EN COLLABORATION AVEC LE MONTREUX INTERNATIONAL GUITAR SHOW (MIGS)
Salué comme « l’un des meilleurs guitaristes acoustiques du monde » par l'émission World Cafe de NPR, Tommy Emmanuel a fait ses débuts à l’âge de six ans dans le groupe de sa famille. À l’adolescence, il se forge une réputation de sideman très recherché et de requin de studio. Dans sa vingtaine, Emmanuel joue sur les hits de l'époque et se produit avec des groupes comme Air Supply ou Men at Work.
Inspirés en partie par son héros, Chet Atkins (qui deviendra plus tard un ami, un mentor et un collaborateur), Emmanuel se lance comme artiste solo en 1979, publiant une série d’albums instrumentaux acclamés qui feront de lui une célébrité dans son pays d’origine et au-delà. Dans les décennies qui suivent, il apparaît en tête d'affiche des plus grandes salles, de l’Opéra de Sydney au Carnegie Hall ; tourne avec des sommités comme Eric Clapton ou John Denver et gagne un Grammy Award pour le meilleur arrangement instrumental. Il joue également à la télévision devant deux milliards de spectateurs pour les jeux olympiques de Sydney et collabore avec le gratin de la guitare : Les Paul, Mark Knopfler, Joe Walsh, Richard Thompson, Jason Isbell et Billy Strings.

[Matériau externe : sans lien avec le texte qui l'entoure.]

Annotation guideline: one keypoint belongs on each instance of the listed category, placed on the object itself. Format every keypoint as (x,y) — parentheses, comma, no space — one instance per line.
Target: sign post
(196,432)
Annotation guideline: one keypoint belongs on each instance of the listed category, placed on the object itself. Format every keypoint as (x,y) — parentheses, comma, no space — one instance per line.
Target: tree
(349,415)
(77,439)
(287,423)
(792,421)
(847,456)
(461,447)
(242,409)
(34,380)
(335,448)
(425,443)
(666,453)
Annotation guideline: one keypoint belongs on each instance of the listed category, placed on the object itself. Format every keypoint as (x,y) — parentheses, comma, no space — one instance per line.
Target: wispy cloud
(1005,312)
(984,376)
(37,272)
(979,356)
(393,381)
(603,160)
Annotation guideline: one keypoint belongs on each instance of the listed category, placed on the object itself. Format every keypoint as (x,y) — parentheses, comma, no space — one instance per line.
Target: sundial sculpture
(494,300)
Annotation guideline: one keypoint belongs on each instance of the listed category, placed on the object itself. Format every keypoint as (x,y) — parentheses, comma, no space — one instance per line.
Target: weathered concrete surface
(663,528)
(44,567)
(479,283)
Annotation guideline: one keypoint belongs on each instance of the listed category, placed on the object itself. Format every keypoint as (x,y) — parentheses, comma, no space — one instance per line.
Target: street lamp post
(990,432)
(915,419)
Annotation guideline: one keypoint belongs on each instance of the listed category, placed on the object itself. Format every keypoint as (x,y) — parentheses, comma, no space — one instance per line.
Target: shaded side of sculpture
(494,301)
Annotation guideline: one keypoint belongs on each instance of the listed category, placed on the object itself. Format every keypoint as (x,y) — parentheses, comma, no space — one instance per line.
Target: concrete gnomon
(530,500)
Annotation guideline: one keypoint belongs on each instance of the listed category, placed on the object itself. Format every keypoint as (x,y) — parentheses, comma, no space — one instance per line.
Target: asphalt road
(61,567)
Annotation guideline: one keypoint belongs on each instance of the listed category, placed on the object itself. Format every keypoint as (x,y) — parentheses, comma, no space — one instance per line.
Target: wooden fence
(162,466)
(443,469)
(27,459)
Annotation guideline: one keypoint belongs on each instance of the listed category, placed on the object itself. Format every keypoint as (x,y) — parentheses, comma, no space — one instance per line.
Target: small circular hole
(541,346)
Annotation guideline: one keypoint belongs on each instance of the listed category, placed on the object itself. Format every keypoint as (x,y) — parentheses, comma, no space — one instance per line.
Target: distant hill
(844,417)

Enregistré en seulement quatre jours, le dernier album d’Emmanuel, Living In The Light, s’impose comme un des opus les plus audacieux et les plus gratifiants du catalogue de ce remarquable globe-trotteur, fusionnant pop, jazz et musique classique aux influences de ses racines folk et blues.
EN PREMIERE PARTIE : VINCENT SCHMIDT
Vincent Schmidt, virtuose de la guitare fingerstyle, s'est imposé comme une figure incontournable de ce genre musical, avec la sortie de quatre albums et plus de 200 concerts en Suisse et à l’étranger. Vincent a maîtrisé en autodidacte le style de guitare « one man band » en s'inspirant de grands noms tels que Chris Woods, Jon Gomm, et surtout Tommy Emmanuel, qui demeure sa plus grande influence. Au cours de son parcours, il est récompensé par plusieurs distinctions, dont le prestigieux Prix Cully Jazz Festival (2024), qui salue sa capacité à développer des projets musicaux ambitieux et variés. Il a joué dans des festivals prestigieux tels que la grande scène du Cully Jazz Festival en première partie de John Scofield, au Zermatt Unplugged et au Paléo Festival.